My Postdoctoral research at UPenn focused on fusing novel image acquisition techniques with the rapid advances in deep learning to revolutionize spectral CT. Areas of major clinical application include dual-contrast protocols and hepatic imaging.
This project aims at infusing a novel CT image acquisition technique with the rapid advances in deep learning to revolutionize spectral CT. Despite considerable investigations on spectral CT, its clinical applications are impeded by the requirement of dedicated hardware. We investigated an alternative solution. It is inspired by fast kVp switching, but uses a much slow kVp switching rate so it can be implemented on conventional CT systems (single spectrum, energy integrating detector). This leads to several challenges in image processing. First, data is sparsely sampled in each energy level. Second, performing the material decomposition in the sinogram domain is not directly possible as the projection images of different energy levels are not angularly aligned. These challenges were overcome by deep learning. Multiple well-known (U-Net CNN, Pix2Pix GAN) and original neural network architectures were employed to perform sparse sinogram completion and material decomposition.
Cao W., Shapira N., Maidment A., Daerr H., Noël P. "Hepatic dual-contrast CT imaging: slow triple kVp switching CT with CNN-based sinogram completion and material decomposition" Journal of Medical Imaging 9.1 (2022): 014003.

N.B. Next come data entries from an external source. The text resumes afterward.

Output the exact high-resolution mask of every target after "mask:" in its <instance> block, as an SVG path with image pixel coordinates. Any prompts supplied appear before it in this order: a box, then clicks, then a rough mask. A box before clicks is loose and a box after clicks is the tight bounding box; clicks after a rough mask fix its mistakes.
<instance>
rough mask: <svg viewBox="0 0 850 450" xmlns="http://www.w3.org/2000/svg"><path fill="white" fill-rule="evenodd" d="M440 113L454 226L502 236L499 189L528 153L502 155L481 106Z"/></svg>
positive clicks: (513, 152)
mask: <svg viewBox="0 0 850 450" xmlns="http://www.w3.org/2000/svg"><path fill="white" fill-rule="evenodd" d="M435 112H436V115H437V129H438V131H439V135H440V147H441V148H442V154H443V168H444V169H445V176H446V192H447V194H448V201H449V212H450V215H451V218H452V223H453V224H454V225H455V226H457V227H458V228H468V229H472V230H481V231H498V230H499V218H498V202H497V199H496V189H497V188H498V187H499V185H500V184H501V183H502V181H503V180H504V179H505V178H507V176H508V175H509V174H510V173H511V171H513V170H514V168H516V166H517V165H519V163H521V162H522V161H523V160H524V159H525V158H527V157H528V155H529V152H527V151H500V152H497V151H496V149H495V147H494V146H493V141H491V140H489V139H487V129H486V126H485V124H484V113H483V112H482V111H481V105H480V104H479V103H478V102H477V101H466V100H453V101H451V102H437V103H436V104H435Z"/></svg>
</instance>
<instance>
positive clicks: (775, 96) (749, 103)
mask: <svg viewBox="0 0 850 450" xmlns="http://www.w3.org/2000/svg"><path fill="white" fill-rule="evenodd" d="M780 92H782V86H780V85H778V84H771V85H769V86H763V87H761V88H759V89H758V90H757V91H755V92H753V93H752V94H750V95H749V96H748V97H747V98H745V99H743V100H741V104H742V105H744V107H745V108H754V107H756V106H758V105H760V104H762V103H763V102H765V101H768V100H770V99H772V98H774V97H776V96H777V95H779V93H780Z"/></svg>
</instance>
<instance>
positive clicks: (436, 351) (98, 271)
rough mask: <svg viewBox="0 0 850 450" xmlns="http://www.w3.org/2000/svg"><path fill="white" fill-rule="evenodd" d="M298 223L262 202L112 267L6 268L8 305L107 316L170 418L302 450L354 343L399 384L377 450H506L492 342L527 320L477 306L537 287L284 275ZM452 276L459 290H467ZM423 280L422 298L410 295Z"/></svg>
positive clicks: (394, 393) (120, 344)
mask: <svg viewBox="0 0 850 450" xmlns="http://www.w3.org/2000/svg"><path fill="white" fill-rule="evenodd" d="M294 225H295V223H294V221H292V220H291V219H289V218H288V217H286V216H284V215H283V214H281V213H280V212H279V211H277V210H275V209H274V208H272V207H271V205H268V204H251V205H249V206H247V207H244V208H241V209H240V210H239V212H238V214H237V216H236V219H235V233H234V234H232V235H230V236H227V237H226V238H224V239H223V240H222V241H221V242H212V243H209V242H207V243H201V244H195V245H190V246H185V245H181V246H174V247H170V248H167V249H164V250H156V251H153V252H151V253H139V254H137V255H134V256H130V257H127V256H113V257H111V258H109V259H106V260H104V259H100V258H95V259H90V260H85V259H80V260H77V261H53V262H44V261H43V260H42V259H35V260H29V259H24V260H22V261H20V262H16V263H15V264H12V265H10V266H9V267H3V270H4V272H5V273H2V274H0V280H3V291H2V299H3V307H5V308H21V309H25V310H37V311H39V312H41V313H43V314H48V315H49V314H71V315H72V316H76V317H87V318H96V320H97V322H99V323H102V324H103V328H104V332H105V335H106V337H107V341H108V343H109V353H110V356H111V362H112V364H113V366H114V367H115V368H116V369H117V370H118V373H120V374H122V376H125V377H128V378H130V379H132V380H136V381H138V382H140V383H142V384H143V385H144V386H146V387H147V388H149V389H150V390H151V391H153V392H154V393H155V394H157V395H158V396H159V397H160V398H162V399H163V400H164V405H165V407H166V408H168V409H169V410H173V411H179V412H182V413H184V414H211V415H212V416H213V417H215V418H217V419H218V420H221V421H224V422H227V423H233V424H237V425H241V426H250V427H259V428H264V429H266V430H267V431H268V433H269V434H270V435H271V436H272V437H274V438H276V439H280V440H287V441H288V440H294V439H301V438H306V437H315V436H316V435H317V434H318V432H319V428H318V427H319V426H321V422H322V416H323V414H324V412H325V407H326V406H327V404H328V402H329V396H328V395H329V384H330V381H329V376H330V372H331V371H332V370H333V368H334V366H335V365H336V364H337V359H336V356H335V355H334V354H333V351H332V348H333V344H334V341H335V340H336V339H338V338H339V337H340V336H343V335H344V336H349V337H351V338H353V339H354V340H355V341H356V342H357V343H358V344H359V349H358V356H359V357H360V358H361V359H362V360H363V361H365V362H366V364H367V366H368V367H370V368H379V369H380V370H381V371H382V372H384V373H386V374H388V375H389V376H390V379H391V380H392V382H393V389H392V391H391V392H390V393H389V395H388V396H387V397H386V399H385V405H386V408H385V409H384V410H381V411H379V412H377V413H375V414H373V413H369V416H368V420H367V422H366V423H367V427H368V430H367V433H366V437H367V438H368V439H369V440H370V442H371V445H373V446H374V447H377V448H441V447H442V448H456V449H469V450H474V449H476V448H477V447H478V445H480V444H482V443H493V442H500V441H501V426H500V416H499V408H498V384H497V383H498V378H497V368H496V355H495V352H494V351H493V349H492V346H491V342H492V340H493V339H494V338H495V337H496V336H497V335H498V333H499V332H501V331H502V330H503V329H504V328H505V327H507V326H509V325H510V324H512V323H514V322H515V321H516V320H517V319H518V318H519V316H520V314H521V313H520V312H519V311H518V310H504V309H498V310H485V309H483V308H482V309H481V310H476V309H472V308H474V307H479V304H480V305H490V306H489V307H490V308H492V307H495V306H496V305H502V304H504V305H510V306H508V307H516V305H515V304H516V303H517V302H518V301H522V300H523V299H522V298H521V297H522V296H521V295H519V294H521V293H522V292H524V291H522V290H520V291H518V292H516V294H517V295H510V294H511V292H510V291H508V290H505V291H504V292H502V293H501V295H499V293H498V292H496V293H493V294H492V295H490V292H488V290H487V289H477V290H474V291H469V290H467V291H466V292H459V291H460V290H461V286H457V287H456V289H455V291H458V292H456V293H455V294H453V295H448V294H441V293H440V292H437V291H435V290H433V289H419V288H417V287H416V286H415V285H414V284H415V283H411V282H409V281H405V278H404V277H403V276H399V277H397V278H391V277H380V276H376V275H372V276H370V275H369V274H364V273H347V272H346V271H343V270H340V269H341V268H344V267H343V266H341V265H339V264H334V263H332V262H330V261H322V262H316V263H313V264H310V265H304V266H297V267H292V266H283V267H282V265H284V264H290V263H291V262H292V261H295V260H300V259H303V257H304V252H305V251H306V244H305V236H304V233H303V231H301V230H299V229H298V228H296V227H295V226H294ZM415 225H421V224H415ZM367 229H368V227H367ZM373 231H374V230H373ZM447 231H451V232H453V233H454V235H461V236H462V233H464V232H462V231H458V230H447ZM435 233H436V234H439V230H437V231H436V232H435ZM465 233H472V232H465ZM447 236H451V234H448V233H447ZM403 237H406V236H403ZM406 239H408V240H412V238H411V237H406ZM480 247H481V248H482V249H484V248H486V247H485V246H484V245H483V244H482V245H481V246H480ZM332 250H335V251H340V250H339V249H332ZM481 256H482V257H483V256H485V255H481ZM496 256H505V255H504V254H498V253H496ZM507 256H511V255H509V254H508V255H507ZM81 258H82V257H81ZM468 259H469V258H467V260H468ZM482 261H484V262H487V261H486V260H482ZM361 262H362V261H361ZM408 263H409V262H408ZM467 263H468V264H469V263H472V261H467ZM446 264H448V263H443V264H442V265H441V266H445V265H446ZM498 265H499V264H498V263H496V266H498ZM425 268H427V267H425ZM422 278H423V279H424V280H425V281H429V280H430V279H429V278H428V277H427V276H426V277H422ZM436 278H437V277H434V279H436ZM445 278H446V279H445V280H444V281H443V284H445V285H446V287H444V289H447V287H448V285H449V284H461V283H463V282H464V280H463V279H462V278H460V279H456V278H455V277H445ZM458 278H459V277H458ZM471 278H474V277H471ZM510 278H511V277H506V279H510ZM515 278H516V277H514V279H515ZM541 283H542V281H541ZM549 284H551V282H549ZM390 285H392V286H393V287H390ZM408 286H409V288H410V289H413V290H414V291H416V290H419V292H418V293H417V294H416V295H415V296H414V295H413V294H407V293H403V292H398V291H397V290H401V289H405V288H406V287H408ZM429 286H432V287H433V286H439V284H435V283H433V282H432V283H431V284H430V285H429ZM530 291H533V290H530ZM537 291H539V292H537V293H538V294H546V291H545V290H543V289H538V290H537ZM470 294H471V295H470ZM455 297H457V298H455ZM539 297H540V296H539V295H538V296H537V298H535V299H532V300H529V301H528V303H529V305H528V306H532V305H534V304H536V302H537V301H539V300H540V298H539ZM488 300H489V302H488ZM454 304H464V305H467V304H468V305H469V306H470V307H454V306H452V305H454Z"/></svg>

Cao W., Shapira N., Noël P. "GAN-based sinogram completion for slow triple kVp switching CT" Medical Imaging 2021: Physics of Medical Imaging, 2021
Shapira N., Cao W., Liu L., Leiner T., Smits M., Noël P. "Dual-contrast decomposition of dual-energy CT using convolutional neural networks" Medical Imaging 2021: Physics of Medical Imaging, 2021
Cao W., Shapira N., Noël P. "Slow Triple kVp Switching CT with Convolutional Neural Network Based Sinogram Completion and Material Decomposition" 6th International Conference on Image Formation in X-Ray Computed Tomography (CT meeting 2020).